Richard recounted an interesting incident involving the well known T-series label from India. Being a non-commercial radio station, WCBN has the liberty to play music without worrying about licensing fees.  But that did not prevent T-Series to call all the way from India to demand that they be paid licensing fees or WCBN stop playing their music!
Richard hosting the SOS show. Photo: Sreyashi Dey, 2010

On special occasions, SOS is planned around specific themes or event. Themed shows have been broadcast for India's 50th anniversary of independence, the passing away of well known musicians or the Cricket World Cup. During my visit to the station, I heard Philip Glass's opera Satyagraha on SOS, to mark the death anniversary of Martin Luther King, Jr.  
A technicolor Ganesh on a felt cover protecting a record turntable at WCBN! 
Photo: Sreyashi Dey, 2010

WCBN is warm, friendly, quaint and interesting. The people - students, staff and community members - quirky, diverse and fun. The music is an eclectic mixture of any type of music imaginable, from reggae and pop to punk rock and rap, in addition to the specialty shows playing music from around the world. "Sounds of the Subcontinent" is a unique representation of South Asian music in the Ann Arbor area, and I was delightfully surprised to come across Ganesh, the Hindu god of auspicious beginnings and the remover of obstacles, making sure that it continues to be so by protecting the vinyl record turntables and more!

Listen to the "Sounds of the Subcontinent" on 88.3FM every Sunday from 3-5pm.

Saturday, March 27, 2010

Morning Sun

Photo: Sreyashi Dey, 2010

Soft morning sun, echoing
     the iron drums of bastar musicians
          on raku colors of fire.

I woke up this morning to mellow March sunlight streaming in through the window, creating intriguing patterns of light and shadow on my favorite raku fired pottery. The three rustic musicians heralded my weekend morning. These stylized, slender and elongated brass figures are distinctive of the dhokra craft tradition of metal casting in the Bastar district of the southern part of Chhattisgarh in India. I acquired the raku pottery at the Ann Arbor Street Art Fair several years ago. Creations of two artists, so separated in time and space, now bathed together in the glow of early morning sun.

A few other dhokra pieces from my collection:
Elephant. Photo: Sreyashi Dey, 2010

Owl. Photo: Sreyashi Dey, 2010

Rickshaw Puller. Photo: Sreyashi Dey, 2010

Tuesday, March 23, 2010

Tea/Chai, Part II: Ann Arbor

Tea and Chai have certainly journeyed well out of India and taken root in distant lands such as Ann Arbor, Michigan. But now we have globalization to blame for such redundancies as Chai Tea Latte - staple beverages at Starbucks, Espresso Royale or Borders, to say nothing of packaged products from say Oregon Chai, Chai concentrates and flavored Chai tea bags with spices mixed in. 

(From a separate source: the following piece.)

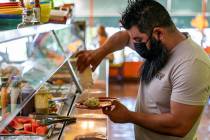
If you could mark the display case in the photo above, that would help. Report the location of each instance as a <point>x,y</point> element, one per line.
<point>35,69</point>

In Hindi Chai means tea, so to say Chai Tea is redundant. We wouldn't want to say Tea Tea, would we? To add Latte to the mix is introducing another country and idea, leading to a confusion in terminology as well as concept and taste. But some of this mingling of influences is inevitable and in my opinion it is best to just observe and smile. After all, don't Indians in India savor the morphed taste of distinctly Indian/curried Chinese food? How about McAloo Tikki Burgers? Or Keema Do Pyaaza and Paneer Tikka topped Domino's pizza? So can we really complain about the worldwide proliferation of Chai Tea? 

As we (happily) live with some of this confusion in taste and nomenclature, I want to mention TeaHaus, a wonderful haven for tea connoisseurs, right by the historic Kerrytown in Ann Arbor.  

Tea Haus, 204 North 4th Avenue, Ann Arbor. Photo: Sreyashi Dey, 2010

On a cool, rainy morning a couple of weeks ago, I sat down with Lisa McDonald, the owner of TeaHaus for a cup of tea and conversation. Lisa opened her place in December 2007, when her second son was only 5 days old. Originally from Colorado, she met her husband, an Ann Arbor native, in Germany. Germany, the world's largest tea purchasing country (especially Darjeeling), is also where Lisa got introduced to the wonderful world of real tea. (As an interesting aside, Germany has the world's largest Ayurvedic centers.) When one of the shops there offered a tea sommelier course, Lisa signed up, thinking of it as a fun hobby. But back in Ann Arbor some years later, she missed good tea and bread. But being sure that she didn't want to wake up at 3am every morning to bake, her other option was to open a tea shop of her own. Nine months of planning and TeaHaus was ready to open. 
Lisa McDonald in conversation. Photo: Sreyashi Dey, 2010

TeaHaus carries around 200 classic black and green, Oolong, white, herbal, Ayurvedic, fruit, aroma, Rooibus and seasonal teas. "I feel that although it is in its infancy now, in about ten years time, the US will become competitive in the world tea market," says Lisa. She gets all her tea supplies from Germany where they are rigorously tested before sales. 
The impressive stock of loose leaf tea at TeaHaus. Photo: Sreyashi Dey, 2010

I talked to Lisa specifically about tea from India. Almost a third of all the tea she carries is from India, while the rest are Japanese and Chinese teas. The wonderful range of her Indian tea includes Darjeeling, Assam, Ceylon, Sikkim and Nilgiris, as well as Ayurvedic, blends and flavored teas. All of this tea is purchased directly in the tea gardens and not in commodities markets in larger Indian cities such as Kolkata. She mentioned that some of these tea plants are very, very old...I imagined them as age-ripened old men and women, mellow and rich with experience, with many stories to tell, surviving the ravages of time but continuing to thrive.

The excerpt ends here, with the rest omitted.